El reciente lanzamiento NS-31 de Blue Origin ha captado la atención mundial, ya que por primera vez se ha realizado un vuelo espacial con una tripulación compuesta únicamente por mujeres. Sin embargo, esta misión ha suscitado un intenso debate sobre la verdadera naturaleza de la hazaña. Aunque es un hito que algunas celebran, otros lo ven como un intento de purplewashing por parte de la compañía de Jeff Bezos. La selección de las pasajeras parece más un ejercicio de marketing que una celebración genuina de los logros de las mujeres en la industria aeroespacial.
Las seis mujeres que participaron en esta misión, Aisha Bowe, Amanda Nguyen, Gayle King, Katy Perry, Kerianne Flynn y Lauren Sánchez, no son astronautas en el sentido tradicional del término. No han pasado por años de riguroso entrenamiento y preparación como lo hicieron pioneras de la era de la exploración espacial, tales como Valentina Tereshkova. De hecho, el único requisito que parece haber guiado su selección fue el hecho de haber sido invitadas por Lauren Sánchez, quien también es pareja de Bezos y ha desempeñado un papel fundamental en esta organización.
El vuelo en el que viajaron estas mujeres fue automático, sin que ellas pudieran interactuar o tener un papel activo en la misión. A diferencia de las astronautas que han contribuido con sus conocimientos y desafíos técnicos en la exploración espacial, las participantes de la NS-31 eran meramente pasajeras. Muchos argumentan que comparar su experiencia con la de aquellas mujeres que han enfrentado años de formación y sacrificio resulta notablemente injusto.
Si bien la misión logró alcanzar los 107 kilómetros de altitud, lo que les permitió experimentar brevemente la ingravidez y admirar la Tierra desde el espacio, esto no debe confundirse con un mérito científico o técnico. Mientras que la misión solo duró diez minutos y 21 segundos, la expectativa es que esta experiencia inspire a futuras generaciones de mujeres. Sin embargo, los críticos se preguntan si una experiencia tan superficial realmente proporcionará una perspectiva que motive a otras a convertirse en astronautas o ingenieras.

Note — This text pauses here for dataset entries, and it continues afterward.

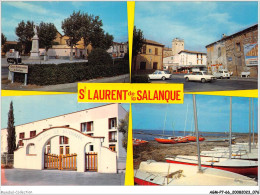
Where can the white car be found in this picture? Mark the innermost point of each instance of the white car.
(222, 74)
(199, 76)
(159, 74)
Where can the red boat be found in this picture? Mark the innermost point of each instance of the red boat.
(193, 138)
(138, 142)
(165, 140)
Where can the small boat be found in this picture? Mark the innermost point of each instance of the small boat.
(193, 138)
(244, 167)
(181, 139)
(138, 142)
(168, 174)
(169, 140)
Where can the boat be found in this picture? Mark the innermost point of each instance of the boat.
(193, 138)
(169, 140)
(244, 167)
(138, 142)
(169, 174)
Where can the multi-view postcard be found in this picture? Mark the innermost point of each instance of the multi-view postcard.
(129, 93)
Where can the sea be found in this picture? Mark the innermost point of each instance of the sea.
(151, 134)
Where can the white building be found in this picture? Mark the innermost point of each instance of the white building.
(91, 135)
(192, 60)
(118, 50)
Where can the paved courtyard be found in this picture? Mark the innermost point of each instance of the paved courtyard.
(23, 177)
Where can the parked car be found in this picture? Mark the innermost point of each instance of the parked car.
(159, 74)
(202, 76)
(222, 74)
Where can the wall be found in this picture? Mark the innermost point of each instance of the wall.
(150, 57)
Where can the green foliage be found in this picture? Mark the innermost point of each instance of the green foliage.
(51, 74)
(47, 33)
(139, 79)
(99, 57)
(3, 39)
(24, 31)
(11, 137)
(123, 128)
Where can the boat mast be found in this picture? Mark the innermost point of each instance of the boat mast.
(249, 125)
(197, 133)
(253, 123)
(230, 129)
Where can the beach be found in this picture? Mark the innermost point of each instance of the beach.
(158, 152)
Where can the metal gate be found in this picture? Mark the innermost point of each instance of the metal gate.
(60, 162)
(91, 161)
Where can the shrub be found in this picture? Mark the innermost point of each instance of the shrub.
(99, 57)
(51, 74)
(139, 79)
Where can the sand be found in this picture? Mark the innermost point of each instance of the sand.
(158, 152)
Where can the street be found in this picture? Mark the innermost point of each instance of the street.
(217, 85)
(27, 177)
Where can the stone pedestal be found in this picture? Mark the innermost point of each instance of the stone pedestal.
(35, 53)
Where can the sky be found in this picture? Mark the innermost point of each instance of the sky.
(113, 15)
(32, 108)
(198, 23)
(213, 113)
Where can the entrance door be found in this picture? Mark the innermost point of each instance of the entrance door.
(155, 65)
(91, 161)
(60, 162)
(143, 66)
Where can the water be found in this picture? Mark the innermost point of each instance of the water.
(151, 134)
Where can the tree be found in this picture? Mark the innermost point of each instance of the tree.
(3, 39)
(138, 41)
(24, 31)
(123, 128)
(72, 27)
(47, 33)
(11, 137)
(99, 57)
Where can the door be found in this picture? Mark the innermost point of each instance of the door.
(143, 66)
(91, 161)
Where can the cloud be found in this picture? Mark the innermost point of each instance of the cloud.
(28, 7)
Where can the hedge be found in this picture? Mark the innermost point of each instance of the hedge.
(51, 74)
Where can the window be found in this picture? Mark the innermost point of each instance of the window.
(238, 46)
(112, 147)
(21, 135)
(219, 52)
(64, 140)
(21, 143)
(112, 124)
(67, 150)
(112, 136)
(91, 148)
(144, 49)
(32, 134)
(88, 126)
(61, 149)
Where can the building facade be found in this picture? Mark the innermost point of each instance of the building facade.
(151, 56)
(238, 53)
(118, 50)
(93, 130)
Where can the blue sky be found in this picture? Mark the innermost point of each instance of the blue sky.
(198, 23)
(113, 15)
(212, 112)
(33, 108)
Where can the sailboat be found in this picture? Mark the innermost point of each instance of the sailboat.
(169, 140)
(163, 173)
(244, 167)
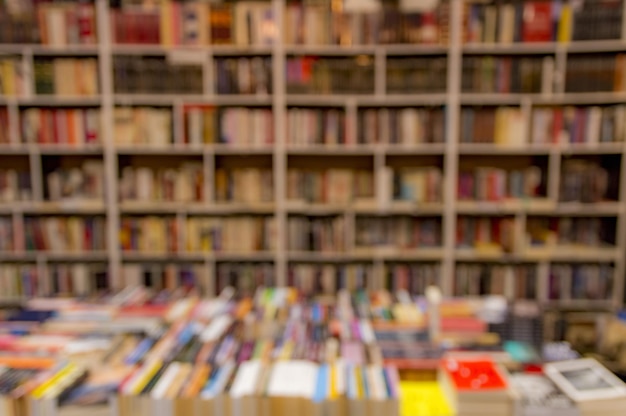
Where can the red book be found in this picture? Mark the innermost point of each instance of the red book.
(475, 375)
(537, 26)
(557, 124)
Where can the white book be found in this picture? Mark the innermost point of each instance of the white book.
(56, 25)
(166, 379)
(594, 123)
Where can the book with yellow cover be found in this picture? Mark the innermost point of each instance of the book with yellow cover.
(423, 398)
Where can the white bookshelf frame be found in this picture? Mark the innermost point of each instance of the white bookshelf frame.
(451, 151)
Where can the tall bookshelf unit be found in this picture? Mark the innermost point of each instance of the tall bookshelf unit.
(439, 249)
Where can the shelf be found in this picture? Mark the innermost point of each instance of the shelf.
(390, 253)
(321, 208)
(58, 149)
(255, 257)
(65, 207)
(403, 208)
(585, 209)
(170, 99)
(194, 208)
(53, 100)
(339, 149)
(38, 49)
(572, 254)
(503, 149)
(414, 149)
(159, 150)
(505, 207)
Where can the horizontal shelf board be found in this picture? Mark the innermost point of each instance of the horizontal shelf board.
(593, 209)
(131, 207)
(320, 208)
(572, 254)
(65, 207)
(403, 208)
(53, 50)
(382, 253)
(502, 149)
(14, 150)
(414, 149)
(159, 150)
(68, 150)
(321, 150)
(505, 207)
(52, 100)
(171, 99)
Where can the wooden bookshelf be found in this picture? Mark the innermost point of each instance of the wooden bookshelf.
(382, 160)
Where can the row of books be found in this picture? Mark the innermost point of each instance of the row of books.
(67, 127)
(7, 242)
(245, 75)
(64, 234)
(26, 281)
(581, 282)
(502, 126)
(316, 126)
(194, 23)
(246, 277)
(237, 234)
(321, 23)
(142, 126)
(413, 278)
(333, 186)
(542, 21)
(5, 135)
(409, 75)
(81, 183)
(13, 82)
(330, 75)
(163, 276)
(15, 185)
(54, 24)
(587, 181)
(494, 184)
(146, 75)
(508, 74)
(244, 185)
(419, 184)
(184, 183)
(401, 233)
(320, 234)
(588, 125)
(485, 233)
(407, 126)
(66, 77)
(328, 279)
(492, 279)
(233, 126)
(595, 73)
(567, 231)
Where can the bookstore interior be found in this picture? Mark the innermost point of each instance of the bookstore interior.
(312, 207)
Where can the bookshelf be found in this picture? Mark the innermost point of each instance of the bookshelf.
(151, 136)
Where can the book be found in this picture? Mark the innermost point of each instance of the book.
(182, 183)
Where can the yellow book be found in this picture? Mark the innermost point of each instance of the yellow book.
(40, 391)
(167, 29)
(564, 34)
(423, 398)
(145, 378)
(8, 78)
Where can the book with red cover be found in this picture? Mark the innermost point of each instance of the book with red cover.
(475, 375)
(537, 26)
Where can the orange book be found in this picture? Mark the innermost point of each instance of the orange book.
(71, 132)
(27, 362)
(196, 381)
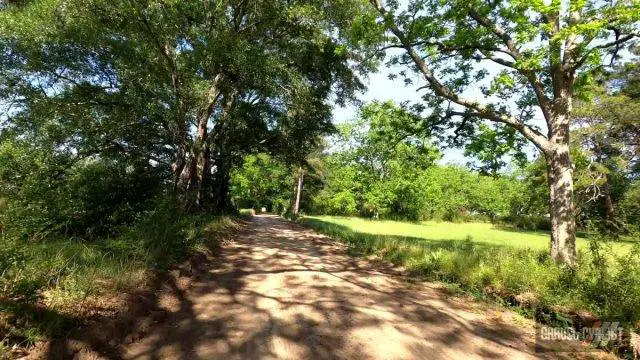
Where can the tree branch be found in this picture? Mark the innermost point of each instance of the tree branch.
(440, 89)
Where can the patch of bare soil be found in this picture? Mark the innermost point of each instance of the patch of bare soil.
(280, 291)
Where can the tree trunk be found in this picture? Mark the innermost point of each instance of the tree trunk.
(561, 206)
(296, 207)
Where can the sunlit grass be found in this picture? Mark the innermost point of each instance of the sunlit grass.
(482, 233)
(512, 267)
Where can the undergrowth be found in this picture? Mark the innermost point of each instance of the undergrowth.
(41, 280)
(604, 282)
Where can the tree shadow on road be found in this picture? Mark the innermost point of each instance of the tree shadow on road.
(282, 291)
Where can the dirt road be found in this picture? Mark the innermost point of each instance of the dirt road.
(281, 291)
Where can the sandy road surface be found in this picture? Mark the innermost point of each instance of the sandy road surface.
(282, 291)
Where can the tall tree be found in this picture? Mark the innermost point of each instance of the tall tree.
(545, 52)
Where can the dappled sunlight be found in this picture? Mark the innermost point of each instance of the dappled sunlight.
(281, 291)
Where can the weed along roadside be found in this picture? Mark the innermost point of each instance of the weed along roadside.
(603, 288)
(96, 295)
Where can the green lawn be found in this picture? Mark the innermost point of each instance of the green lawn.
(481, 233)
(502, 264)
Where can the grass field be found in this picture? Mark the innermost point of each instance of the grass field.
(511, 266)
(433, 231)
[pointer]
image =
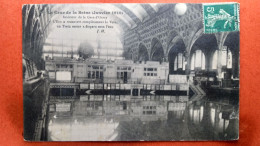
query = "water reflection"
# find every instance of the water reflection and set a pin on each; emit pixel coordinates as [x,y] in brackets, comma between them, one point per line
[124,118]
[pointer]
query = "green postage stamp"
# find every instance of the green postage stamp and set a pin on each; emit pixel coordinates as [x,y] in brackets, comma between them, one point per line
[220,17]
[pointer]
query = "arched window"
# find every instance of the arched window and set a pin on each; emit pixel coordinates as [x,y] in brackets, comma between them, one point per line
[175,64]
[226,58]
[215,60]
[198,60]
[179,62]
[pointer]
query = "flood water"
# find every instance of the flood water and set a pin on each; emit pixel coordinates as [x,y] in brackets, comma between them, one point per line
[142,118]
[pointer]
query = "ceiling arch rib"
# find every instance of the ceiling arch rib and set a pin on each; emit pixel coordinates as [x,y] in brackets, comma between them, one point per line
[138,10]
[148,8]
[129,13]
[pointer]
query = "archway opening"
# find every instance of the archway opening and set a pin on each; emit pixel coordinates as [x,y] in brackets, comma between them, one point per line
[177,58]
[201,53]
[143,53]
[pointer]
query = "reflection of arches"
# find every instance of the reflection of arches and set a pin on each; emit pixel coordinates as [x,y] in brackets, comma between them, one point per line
[202,51]
[176,58]
[142,53]
[157,53]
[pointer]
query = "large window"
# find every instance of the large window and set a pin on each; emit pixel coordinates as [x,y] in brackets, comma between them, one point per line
[226,58]
[150,71]
[63,76]
[123,72]
[95,71]
[179,62]
[198,60]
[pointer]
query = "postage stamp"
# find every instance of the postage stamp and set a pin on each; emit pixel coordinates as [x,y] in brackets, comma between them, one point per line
[220,17]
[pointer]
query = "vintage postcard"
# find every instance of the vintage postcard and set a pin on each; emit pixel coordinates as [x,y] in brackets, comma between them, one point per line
[131,72]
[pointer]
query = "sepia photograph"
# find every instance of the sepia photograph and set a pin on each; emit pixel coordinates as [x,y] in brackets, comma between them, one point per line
[131,72]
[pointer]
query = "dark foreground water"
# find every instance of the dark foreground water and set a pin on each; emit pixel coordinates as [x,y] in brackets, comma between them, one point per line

El fenómeno del purplewashing, que implica usar la imagen de mujeres para mejorar la percepción pública de una empresa sin un compromiso real hacia la igualdad de género, se hace más evidente en situaciones como esta. A medida que celebramos los avances hacia la igualdad de género en campos tradicionalmente dominados por hombres, es esencial que las iniciativas reales y significativas sean reconocidas y promovidas, en lugar de ser desplazadas por simples maniobras de relaciones públicas como la de Blue Origin.